On June 13th, Christopher Ezzell (Architect and Assistant Teacher with East West Chanoyu Center) and Christopher Shaw (Engineer and Artist with Northwest Tea Collective) presented Contemporary Aesthetics & Traditional Tea Culture.
The presentation opened with Christopher Ezzell who shared with us his inspiration from and appreciation of the simplicity and thoughtful aesthetic of the Japanese tea room and how he has incorporated this into his own work.
He shared photos of his redesign of a dark and cluttered sculpture studio/workshop into a light open space that blurs the lines dividing inside and out. Chris also created the Drinking the Moon Teahouse, which I was fortunate to see at Bellevue Arts Museum last year.

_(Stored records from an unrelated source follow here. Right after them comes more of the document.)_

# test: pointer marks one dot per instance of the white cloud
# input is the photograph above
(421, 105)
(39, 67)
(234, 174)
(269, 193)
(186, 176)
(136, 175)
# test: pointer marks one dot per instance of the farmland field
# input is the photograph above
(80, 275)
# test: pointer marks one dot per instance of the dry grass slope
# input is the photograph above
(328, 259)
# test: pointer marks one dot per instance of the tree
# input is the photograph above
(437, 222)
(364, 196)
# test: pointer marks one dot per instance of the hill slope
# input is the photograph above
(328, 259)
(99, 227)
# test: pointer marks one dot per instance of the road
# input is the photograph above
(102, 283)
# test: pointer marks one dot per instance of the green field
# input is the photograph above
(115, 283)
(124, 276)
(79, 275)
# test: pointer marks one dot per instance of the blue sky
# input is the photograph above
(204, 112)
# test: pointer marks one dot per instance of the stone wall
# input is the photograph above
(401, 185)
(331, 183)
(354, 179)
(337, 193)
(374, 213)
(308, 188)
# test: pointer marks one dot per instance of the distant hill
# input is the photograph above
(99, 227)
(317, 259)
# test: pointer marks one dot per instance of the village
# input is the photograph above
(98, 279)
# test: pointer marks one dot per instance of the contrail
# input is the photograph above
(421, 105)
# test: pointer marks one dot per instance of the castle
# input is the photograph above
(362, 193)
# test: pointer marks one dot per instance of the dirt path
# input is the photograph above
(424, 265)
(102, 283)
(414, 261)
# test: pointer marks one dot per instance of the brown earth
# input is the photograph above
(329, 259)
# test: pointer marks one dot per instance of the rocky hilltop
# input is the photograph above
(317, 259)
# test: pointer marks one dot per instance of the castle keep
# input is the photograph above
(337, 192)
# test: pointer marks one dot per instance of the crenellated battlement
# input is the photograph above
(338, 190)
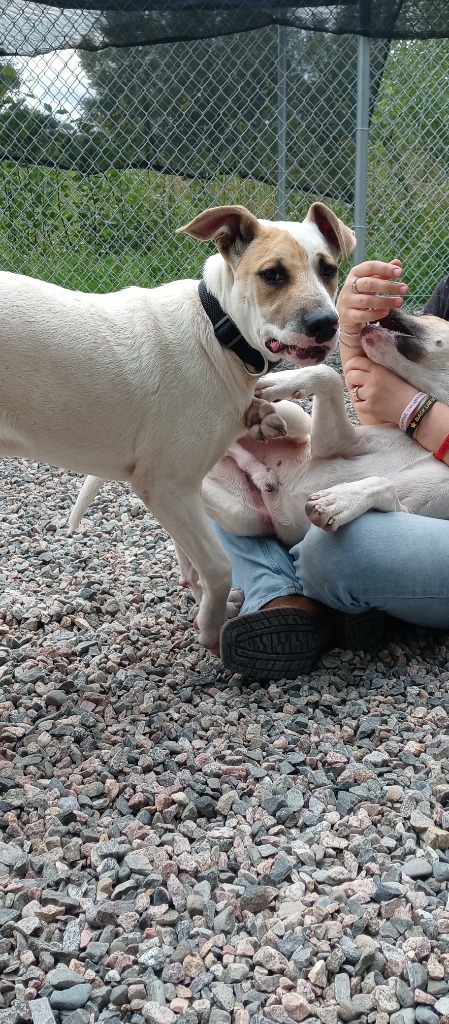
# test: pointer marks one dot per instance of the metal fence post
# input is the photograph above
(362, 133)
(282, 122)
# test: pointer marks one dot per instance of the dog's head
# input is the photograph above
(277, 281)
(416, 348)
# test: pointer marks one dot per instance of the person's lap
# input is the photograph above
(395, 562)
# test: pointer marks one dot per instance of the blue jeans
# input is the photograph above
(392, 561)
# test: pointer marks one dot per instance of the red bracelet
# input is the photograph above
(443, 450)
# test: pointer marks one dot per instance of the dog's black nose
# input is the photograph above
(321, 325)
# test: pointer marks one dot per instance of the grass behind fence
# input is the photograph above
(101, 232)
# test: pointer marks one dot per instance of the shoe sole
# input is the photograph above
(279, 643)
(359, 632)
(285, 643)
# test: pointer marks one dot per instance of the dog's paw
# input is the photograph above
(266, 479)
(326, 511)
(263, 422)
(234, 603)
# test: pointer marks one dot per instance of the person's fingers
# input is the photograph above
(372, 286)
(377, 268)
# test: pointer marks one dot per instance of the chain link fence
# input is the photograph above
(105, 153)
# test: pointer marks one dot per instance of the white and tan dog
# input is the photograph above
(327, 470)
(134, 385)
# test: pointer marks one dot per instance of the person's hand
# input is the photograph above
(370, 290)
(375, 391)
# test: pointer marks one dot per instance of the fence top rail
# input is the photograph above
(32, 27)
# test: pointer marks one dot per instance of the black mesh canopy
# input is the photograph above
(31, 28)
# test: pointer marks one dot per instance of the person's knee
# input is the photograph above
(335, 567)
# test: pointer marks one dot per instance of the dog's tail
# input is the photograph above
(88, 491)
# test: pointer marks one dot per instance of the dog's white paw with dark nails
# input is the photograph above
(263, 422)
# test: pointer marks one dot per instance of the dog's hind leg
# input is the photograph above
(88, 491)
(180, 512)
(332, 432)
(188, 573)
(335, 506)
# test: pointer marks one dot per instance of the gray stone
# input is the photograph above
(222, 995)
(406, 1016)
(417, 867)
(9, 855)
(442, 1006)
(41, 1012)
(225, 922)
(71, 998)
(219, 1016)
(63, 977)
(342, 988)
(404, 993)
(416, 975)
(424, 1015)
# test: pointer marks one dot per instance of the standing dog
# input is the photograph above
(135, 386)
(328, 471)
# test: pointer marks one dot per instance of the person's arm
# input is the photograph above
(370, 291)
(382, 395)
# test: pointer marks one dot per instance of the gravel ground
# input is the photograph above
(179, 846)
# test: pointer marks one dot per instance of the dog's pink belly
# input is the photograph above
(264, 519)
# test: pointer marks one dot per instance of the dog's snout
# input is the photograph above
(321, 325)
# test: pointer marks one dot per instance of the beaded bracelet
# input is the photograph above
(443, 450)
(414, 423)
(410, 409)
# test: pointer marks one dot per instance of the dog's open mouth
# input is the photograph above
(314, 353)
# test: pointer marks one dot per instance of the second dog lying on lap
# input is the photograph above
(327, 470)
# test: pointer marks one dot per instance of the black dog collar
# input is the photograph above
(229, 335)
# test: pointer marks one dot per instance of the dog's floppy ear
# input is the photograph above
(232, 227)
(339, 238)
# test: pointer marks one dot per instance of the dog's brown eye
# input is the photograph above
(328, 270)
(274, 275)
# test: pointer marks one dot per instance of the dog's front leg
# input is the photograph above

We enjoyed wagashi (tea sweets) while watching a short Smithsonian film about Japanese gardens and tea ceremony entitled, "Dream Window".
With the tranquility and beauty of the gardens fresh in our minds, we received matcha in beautiful chawan (tea bowls).
We learned that an artisan may give a tea implement a poetic name when presenting it to a tea person and that item will be most valuable while both parties are alive. The most valuable tea items are still in use, while those seemingly priceless tea items you might see on display at a museum have much less value because the relationship has been severed by death.
Christopher Shaw kicked off the second half of the presentation by asking everyone to share how they came to tea, either at that moment or in their lives in general. Some grew up with tea, some had treasured moments drinking tea with loved ones, some discovered tea in their travels, and some took an interest in tea through events like this.
Cristopher shared his practice of enlightenment, finding inspiration in his environment and experiences.
All the teapots and ceramics used during this portion of the event were created by Chris whose work is also on display at Phoenix Tea in Burien. He described his journey into creating teaware and his initial reluctance at a time when so many artists had set a trend for creating teaware without knowing about tea.
Thanks to Christopher Ezzell, Christopher Shaw and the volunteers from Northwest Tea Festival for the inspiring presentation and delicious tea!